My brother – who loves books as much as I do – quickly agreed and a few minutes later we parked down a side street and as we walked to the store, he inquired, “Do you think they have used books here?”

“Probably,” I responded. “I think they have a little of everything. After all, it’s called the ‘Circus of Books.'” We walked inside and I was immediately on the hunt for anything having to do with Los Angeles, but the first thing to greet my eyes was an extensive selection of bongs in a glass case. The second thing I saw was a large poster of two naked men locked in an embrace. And another poster. And another. And still more. Pretty much all around the store.

Undeterred, I quickly made my way to the books, scouring them with my eyes to try and find one on LA. This was WeHo after all, though I admit I didn’t expect the book store to be quite that WeHo. While I searched, my brother made the smallest of noises, which I interpreted to mean, “I am so uncomfortable here. Let’s go!” Under my breath, I said to him, “Just look at the books, look at the books and it’ll be fine!” Because we were truly all together surrounded with photos of gay lovers. My hope of finding a book on the history of LA fell dramatically as I perused the titles, seemingly placed in no particular order on the shelves: Boy Meets Boy, Truth in the Dark, Odd Girls and Twilight Lovers: A History of Lesbian Life in Twentieth-Century America, Epistemology of the ClosetThe Homosexual MatrixGuy to Goddess: An Intimate Look at Drag Queens and oh so many more.

After about 20 more seconds, I gave my brother the nod and we left the store, thanking the bemused owner on our way out.

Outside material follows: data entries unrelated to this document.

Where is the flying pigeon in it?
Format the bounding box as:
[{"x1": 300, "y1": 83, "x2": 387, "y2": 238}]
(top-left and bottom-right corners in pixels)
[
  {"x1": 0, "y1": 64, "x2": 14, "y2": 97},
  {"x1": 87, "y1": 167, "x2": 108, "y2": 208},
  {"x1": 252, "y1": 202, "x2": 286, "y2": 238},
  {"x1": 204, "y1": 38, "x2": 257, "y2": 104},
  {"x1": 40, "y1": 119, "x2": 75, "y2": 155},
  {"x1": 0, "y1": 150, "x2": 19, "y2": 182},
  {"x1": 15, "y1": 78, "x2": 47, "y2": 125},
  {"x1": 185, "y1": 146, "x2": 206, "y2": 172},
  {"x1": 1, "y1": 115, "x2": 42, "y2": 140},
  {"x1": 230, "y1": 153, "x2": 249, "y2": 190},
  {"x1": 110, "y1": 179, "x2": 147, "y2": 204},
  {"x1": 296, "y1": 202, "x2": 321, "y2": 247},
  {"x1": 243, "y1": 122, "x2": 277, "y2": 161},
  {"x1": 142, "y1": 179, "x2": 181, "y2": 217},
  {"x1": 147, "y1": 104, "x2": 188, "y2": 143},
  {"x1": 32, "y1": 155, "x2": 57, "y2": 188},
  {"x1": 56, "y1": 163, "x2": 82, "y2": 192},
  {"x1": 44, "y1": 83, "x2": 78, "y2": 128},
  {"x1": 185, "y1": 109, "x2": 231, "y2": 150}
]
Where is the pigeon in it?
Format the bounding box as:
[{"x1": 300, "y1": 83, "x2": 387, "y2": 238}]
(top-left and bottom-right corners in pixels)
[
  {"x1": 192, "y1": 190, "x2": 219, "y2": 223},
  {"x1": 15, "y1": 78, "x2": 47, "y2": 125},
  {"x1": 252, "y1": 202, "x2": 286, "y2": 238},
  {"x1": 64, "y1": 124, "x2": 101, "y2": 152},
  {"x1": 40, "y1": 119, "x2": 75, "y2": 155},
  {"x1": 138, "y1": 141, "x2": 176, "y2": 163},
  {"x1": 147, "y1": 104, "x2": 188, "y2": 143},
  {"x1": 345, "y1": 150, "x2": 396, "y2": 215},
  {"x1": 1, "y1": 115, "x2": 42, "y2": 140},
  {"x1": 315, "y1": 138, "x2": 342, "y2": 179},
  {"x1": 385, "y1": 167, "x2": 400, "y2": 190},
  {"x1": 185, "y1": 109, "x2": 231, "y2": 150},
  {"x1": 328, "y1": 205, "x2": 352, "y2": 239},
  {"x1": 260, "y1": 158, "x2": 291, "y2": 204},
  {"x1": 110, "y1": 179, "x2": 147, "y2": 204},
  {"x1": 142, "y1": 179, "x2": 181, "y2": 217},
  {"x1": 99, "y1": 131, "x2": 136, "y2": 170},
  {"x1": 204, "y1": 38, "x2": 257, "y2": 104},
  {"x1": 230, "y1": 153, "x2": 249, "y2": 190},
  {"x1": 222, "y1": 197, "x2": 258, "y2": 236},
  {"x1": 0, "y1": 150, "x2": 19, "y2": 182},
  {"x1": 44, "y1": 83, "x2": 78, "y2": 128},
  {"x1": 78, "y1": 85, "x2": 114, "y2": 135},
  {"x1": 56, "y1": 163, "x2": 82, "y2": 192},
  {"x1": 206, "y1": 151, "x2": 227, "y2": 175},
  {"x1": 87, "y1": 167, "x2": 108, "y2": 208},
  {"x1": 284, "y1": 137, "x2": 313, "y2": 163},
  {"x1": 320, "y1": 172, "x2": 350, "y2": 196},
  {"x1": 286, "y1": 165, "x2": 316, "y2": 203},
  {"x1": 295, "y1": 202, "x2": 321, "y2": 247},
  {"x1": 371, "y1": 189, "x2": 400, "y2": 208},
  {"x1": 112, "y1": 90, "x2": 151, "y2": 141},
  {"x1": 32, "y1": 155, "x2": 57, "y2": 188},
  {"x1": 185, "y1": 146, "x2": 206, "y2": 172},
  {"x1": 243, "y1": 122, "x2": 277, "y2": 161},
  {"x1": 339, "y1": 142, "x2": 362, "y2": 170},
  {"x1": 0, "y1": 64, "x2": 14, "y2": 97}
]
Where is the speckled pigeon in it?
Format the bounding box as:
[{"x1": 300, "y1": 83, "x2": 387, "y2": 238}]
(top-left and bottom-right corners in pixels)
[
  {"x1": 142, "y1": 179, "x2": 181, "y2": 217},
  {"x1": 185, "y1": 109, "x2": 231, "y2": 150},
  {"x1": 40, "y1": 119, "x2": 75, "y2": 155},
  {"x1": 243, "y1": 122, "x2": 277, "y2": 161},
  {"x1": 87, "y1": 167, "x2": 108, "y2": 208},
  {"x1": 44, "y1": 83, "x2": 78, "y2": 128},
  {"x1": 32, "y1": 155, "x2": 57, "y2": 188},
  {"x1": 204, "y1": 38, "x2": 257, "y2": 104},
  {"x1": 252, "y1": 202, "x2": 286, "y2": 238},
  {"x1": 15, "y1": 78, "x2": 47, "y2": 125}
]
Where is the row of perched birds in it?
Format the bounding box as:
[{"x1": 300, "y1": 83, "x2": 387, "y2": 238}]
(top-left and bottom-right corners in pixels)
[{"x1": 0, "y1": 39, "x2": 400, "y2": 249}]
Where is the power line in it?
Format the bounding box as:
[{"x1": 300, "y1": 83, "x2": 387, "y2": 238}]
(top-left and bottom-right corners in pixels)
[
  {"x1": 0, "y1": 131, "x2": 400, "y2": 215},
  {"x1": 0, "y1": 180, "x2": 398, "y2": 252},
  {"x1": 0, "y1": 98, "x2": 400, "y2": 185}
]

Apparently it was a different kind of circus of books than what I thought it would be and I felt glad I hadn’t gone in there by myself, but was able to share the experience with someone else.

Of course the unintended consequence was that I possibly permanently scarred by brother and deterred him from ever wanting to explore West Hollywood with me (of which I still think is one of the coolest neighborhoods around).